Effects of continuous positive airway pressure on cardiovascular outcomes in heart failure patients with and without Cheyne-Stokes respiration.

Circulation

Sleep Research Laboratory of the Toronto Rehabilitation Institute, Department of Medicine at the Toronto General Hospital (University Health Network), University of Toronto, Ontario, Canada.

Published: July 2000

AI Article Synopsis

  • CPAP treatment positively impacts cardiac function and reduces mortality in CHF patients with Cheyne-Stokes respiration and central sleep apnea (CSR-CSA), but not in those without CSR-CSA.
  • CPAP showed no significant change in left ventricular ejection fraction (LVEF) for the overall group, yet compliance led to a 60% reduction in mortality and cardiac transplantation rates.
  • Patients with CSR-CSA benefited from both improved LVEF and an 81% reduction in mortality-cardiac transplantation rates, highlighting the specific effect of CPAP in this subgroup.

Article Abstract

Background: Continuous positive airway pressure (CPAP) improves cardiac function in patients with congestive heart failure (CHF) who also have Cheyne-Stokes respiration and central sleep apnea (CSR-CSA). However, the effects of CPAP in CHF patients without CSR-CSA have not been tested, and the long-term effects of this treatment on clinical cardiovascular outcomes are unknown.

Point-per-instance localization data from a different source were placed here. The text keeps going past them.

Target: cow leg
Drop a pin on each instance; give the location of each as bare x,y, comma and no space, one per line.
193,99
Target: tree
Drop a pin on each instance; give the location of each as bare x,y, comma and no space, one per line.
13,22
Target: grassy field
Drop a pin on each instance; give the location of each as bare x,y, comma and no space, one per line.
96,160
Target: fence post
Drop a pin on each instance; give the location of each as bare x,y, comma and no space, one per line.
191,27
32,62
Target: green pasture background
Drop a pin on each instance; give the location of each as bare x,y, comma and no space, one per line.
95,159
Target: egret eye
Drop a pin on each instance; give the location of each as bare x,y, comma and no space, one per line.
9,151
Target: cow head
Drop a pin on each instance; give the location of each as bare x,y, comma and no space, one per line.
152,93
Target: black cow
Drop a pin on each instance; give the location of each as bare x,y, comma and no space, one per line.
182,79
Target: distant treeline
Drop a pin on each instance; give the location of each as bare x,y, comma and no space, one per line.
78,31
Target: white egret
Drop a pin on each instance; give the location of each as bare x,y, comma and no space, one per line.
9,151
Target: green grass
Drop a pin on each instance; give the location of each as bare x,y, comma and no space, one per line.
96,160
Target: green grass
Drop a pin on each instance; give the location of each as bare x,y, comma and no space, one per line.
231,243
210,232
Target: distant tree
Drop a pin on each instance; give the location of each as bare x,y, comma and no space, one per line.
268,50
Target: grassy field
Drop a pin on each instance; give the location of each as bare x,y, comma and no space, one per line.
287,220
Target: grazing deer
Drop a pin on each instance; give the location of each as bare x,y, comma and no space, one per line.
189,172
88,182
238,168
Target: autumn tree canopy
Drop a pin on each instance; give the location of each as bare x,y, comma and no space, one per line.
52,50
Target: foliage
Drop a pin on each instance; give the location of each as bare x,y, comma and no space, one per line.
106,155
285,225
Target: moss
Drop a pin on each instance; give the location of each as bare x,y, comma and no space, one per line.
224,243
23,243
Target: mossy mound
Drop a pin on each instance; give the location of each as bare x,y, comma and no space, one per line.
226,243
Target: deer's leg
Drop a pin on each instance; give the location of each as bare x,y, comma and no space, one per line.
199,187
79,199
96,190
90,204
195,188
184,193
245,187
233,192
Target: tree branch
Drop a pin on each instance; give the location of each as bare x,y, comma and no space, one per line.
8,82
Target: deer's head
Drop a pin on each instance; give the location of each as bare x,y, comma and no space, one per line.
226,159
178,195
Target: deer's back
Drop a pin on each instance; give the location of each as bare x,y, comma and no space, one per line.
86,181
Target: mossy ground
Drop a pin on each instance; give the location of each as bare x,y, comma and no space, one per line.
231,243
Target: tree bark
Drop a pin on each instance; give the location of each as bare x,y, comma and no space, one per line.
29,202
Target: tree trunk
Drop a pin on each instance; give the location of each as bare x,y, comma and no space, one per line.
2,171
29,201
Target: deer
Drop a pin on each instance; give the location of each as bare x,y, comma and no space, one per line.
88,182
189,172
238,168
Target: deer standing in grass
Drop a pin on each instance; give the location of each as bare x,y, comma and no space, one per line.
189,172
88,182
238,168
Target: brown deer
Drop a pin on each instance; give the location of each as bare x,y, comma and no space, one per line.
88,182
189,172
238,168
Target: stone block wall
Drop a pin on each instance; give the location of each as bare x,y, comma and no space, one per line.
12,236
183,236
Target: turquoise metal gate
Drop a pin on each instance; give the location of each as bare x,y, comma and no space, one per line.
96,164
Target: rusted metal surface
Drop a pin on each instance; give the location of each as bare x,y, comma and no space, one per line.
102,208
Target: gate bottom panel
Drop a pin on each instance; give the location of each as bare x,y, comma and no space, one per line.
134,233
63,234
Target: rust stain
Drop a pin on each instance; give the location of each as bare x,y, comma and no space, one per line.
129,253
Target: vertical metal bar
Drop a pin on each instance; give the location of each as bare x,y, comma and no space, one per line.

Methods And Results: We conducted a randomized, controlled trial in which 66 patients with CHF (29 with and 37 without CSR-CSA) were randomized to either a group that received CPAP nightly or to a control group. Change in left ventricular ejection fraction (LVEF) from baseline to 3 months and the combined mortality-cardiac transplantation rate over the median 2.2-year follow-up period were compared between the CPAP-treated and control groups. For the entire group of patients, CPAP had no significant effect on LVEF, but it was associated with a 60% relative risk reduction (95% confidence interval, 2% to 64%) in mortality-cardiac transplantation rate in patients who complied with CPAP therapy. Stratified analysis of patients with and without CSR-CSA revealed that those with CSR-CSA experienced both a significant improvement in LVEF at 3 months and a relative risk reduction of 81% (95% confidence interval, 26% to 95%) in the mortality-cardiac transplantation rate of those who used CPAP. CPAP had no significant effect on either of these outcomes in patients without CSR-CSA.

Conclusions: CPAP improves cardiac function in CHF patients with CSR-CSA but not in those without it. Although not definitive, our findings also suggest that CPAP can reduce the combined mortality-cardiac transplantation rate in those CHF patients with CSR-CSA who comply with therapy.